そして私は、10月上旬予定の入院を取り消した。
理由は少しだけ状況がましになったのと、最後の文化祭に行くためだった。
入院用に作ったバッグが、部屋の隅っこに置いてある。それを見ながら思った。
あれを片付けてしまったら、何だか苦しんでいた自分も消してしまうような気がして嫌だな。
だから入院が取り消しになっても、私はその荷物に着手することができなかった。
高校生活、最後の文化祭だ。
私は約1か月ぶりに、文化祭の準備へと学校に足を運んだ。
体力が著しく落ちているので、3日に一度、30分ほどの登校から始まった。
少しでも無理すると、また元に戻ってしまいそうだったので、母と相談してそう決めた。文化祭の準備には、毎回母がついて来てくれた。通常12分で着くはずの通学路をもう歩く体力もなく、最寄り駅からタクシーに乗った。
久し振りに訪れた学校ではみんなが優しく迎え入れてくれた。
きっかり30分の作業だった。メニューを作ったり、商品の試作をしたりしているとあっという間に時間が過ぎた。もう少しここにいたいという名残惜しい気持ちを残して、本当に30分で学校を出た。
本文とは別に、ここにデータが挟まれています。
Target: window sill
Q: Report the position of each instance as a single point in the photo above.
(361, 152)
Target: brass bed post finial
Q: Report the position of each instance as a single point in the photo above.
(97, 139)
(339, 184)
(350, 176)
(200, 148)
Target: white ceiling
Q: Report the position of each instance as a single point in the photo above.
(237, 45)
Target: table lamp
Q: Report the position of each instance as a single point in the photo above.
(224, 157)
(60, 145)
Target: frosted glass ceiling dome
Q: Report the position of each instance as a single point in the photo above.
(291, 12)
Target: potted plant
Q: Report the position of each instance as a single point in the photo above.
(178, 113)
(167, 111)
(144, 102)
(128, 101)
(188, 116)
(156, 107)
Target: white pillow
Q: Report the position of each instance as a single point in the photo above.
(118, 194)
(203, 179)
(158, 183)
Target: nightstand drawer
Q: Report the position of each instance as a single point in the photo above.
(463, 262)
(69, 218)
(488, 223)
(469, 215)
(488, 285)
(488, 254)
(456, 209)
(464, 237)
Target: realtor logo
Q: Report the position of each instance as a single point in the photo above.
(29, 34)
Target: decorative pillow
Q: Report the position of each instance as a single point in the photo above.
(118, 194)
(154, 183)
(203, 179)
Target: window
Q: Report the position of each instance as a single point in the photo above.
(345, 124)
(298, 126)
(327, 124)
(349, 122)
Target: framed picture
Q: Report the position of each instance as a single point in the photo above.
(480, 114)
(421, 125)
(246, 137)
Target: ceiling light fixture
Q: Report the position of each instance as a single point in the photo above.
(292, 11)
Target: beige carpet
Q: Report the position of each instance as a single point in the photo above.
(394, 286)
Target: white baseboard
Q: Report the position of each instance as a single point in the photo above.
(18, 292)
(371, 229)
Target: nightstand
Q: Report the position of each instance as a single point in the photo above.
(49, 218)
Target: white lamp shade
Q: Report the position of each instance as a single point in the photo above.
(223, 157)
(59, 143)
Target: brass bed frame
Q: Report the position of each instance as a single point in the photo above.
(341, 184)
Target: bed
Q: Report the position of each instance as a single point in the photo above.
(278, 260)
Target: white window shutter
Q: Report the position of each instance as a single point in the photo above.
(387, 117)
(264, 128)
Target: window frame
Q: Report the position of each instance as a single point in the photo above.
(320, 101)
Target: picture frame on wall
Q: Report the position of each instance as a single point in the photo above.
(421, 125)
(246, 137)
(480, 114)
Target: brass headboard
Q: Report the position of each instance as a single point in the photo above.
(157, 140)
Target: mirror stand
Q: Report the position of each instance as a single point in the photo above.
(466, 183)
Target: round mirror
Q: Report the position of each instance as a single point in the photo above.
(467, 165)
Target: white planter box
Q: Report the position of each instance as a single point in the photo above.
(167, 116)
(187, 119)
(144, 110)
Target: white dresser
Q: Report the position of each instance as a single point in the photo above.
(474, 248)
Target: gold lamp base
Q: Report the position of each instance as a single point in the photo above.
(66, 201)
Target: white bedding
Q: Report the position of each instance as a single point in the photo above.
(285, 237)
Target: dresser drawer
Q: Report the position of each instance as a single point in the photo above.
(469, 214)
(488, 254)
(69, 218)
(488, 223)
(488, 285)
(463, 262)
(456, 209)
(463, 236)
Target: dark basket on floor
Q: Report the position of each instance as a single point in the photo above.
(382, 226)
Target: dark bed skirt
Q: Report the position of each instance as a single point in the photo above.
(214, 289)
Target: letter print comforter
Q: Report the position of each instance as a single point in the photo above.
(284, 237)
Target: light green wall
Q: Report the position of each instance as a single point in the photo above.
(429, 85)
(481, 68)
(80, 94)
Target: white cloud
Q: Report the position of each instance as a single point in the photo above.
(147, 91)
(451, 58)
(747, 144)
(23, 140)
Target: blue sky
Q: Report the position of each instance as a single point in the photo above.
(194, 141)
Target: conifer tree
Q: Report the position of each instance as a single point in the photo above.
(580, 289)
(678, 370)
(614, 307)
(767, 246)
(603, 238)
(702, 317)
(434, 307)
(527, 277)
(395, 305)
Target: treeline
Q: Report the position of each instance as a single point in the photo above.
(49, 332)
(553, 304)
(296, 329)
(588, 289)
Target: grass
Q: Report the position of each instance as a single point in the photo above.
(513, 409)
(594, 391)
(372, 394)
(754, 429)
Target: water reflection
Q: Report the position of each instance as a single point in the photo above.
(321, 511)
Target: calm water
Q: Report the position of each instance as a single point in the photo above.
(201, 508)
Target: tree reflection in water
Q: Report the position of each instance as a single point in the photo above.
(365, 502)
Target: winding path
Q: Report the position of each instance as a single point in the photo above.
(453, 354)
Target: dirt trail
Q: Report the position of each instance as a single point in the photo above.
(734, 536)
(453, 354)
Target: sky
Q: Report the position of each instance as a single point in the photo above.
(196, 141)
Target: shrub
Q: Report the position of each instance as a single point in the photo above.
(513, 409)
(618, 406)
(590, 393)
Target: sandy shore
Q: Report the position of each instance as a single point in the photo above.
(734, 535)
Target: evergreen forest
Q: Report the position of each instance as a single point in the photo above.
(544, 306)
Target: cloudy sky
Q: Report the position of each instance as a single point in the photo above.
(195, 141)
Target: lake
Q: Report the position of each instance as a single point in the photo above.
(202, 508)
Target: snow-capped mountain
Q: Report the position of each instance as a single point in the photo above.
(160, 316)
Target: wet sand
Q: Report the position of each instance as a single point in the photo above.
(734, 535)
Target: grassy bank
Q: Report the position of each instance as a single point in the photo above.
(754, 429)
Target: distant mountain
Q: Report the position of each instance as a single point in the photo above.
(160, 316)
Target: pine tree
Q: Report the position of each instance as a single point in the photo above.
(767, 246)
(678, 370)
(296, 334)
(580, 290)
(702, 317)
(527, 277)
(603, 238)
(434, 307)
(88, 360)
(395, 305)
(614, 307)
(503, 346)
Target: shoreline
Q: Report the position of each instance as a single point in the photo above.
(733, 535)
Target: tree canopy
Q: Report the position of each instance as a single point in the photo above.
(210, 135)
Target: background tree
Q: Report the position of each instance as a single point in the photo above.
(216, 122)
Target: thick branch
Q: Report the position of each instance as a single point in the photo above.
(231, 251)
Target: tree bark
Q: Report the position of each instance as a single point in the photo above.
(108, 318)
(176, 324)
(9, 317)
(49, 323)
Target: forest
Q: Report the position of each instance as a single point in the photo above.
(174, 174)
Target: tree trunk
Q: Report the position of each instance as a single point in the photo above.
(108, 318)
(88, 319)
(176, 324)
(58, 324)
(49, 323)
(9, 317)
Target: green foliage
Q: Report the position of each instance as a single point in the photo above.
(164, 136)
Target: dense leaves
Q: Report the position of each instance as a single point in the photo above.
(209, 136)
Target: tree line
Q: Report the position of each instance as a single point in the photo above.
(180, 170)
学校から出て来た私を見て、母は、生き生きしているように感じたらしい。それほど、私にとってH学園、そしてクラスメイトの存在は大きかった。お友達は何よりの薬だったのだ。
けれどまた、家に帰るとスイッチが切れ、数日寝込むことになる。そうなってもやはり、私は学校にいたかった。あの場所に、自分の居場所を見出していた。